En novembre, l'EI a notamment été délogé de la région stratégique de Jurf al-Sakhr au sud de Bagdad, et de la ville de Baïji au nord, où il a dû lever le siège de la raffinerie du même nom. Dans l'est, ils ont été contraints d'abandonner l'un des plus grands barrages du pays, à Udhaim, et deux villes proches de la frontière avec l'Iran. «Le mois de novembre a été terrible pour Daesh qui a beaucoup perdu en hommes et en artillerie lourde, notamment des tanks», explique à 20 Minutes un franco-kurde qui est parti il y a quelques mois à Kobané, pour venir en aide à la résistance.

L’exemple de Kobané

Ville syrienne kurde frontalière de la Turquie, Kobané est devenue le symbole de la lutte contre l'organisation de l'Etat islamique. Très vite affaiblie par l’offensive des djihadistes, lancée le 6 octobre, cette ville – stratégique par sa médiatisation - a pu compter sur plusieurs paramètres pour inverser le rapport de force. «Grâce aux frappes aériennes, au survol quotidien du Bombardier B1 de la coalition, aux largages de munitions et aux 150 Peshmergas qui se relayent tous les mois pour défendre la ville, l’offensive de Daesh est cassée depuis un mois. «Ils sont dépassés, la preuve, ils n’ont plus que les attentats suicides comme recours», poursuit-il.
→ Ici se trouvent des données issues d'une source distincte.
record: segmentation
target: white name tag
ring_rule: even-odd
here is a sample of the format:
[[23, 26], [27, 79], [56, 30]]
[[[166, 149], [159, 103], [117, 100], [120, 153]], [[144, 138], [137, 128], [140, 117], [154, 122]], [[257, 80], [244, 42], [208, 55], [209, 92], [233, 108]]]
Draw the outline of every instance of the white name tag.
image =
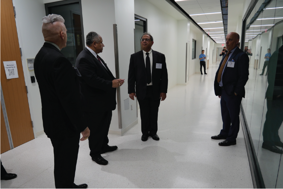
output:
[[228, 62], [228, 63], [227, 63], [227, 67], [233, 68], [235, 64], [235, 62]]
[[161, 69], [162, 68], [162, 64], [157, 64], [156, 67], [156, 68], [157, 69]]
Daesh a d'ailleurs subi ce week-end un sérieux revers: L’organisation a perdu au moins 50 de leurs combattants. Soit l’un des bilans les plus lourds pour l’organisation de l’EI depuis qu’elle tente de prendre le contrôle de cette ville kurde syrienne nichée à la frontière turque. Selon l’Observatoire syrien des droits de l’homme (OSDH), près de 1.400 djihadistes ont été tués au mois de novembre en Syrie.
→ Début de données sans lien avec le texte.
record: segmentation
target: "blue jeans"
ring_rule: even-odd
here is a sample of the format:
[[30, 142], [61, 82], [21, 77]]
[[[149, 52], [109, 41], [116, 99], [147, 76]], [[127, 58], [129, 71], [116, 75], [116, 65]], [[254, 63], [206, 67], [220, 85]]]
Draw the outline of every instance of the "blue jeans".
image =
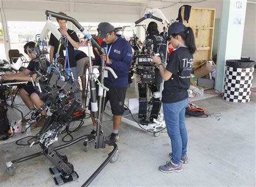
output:
[[188, 99], [173, 103], [163, 103], [168, 135], [171, 138], [172, 159], [179, 164], [182, 155], [187, 154], [188, 134], [185, 125], [185, 108]]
Le combat va «durer des années»

Selon l’AFP, le groupe nie tout affaiblissement mais pour certains observateurs l’escalade dans l’horreur est également un signe du désarroi des djihadistes. Dans un rare enregistrement audio, le chef de l’EI et «calife auto-proclamé Abou Baakr Al-Baghdadi, semblait lui-même avoir du mal à convaincre ses troupes que le groupe allait vaincre. De l’autre côté, la coalition prend toutefois ce moment de «flottement» avec des pincettes.

«Nous allons mener cette campagne aussi longtemps qu'il faudra pour gagner», a affirmé John Kerry à l'ouverture de la réunion à Bruxelles. «Notre engagement durera certainement des années». «Cela représente un effort à très long terme, il y aura des revers et des progrès», a estimé un haut responsable américain.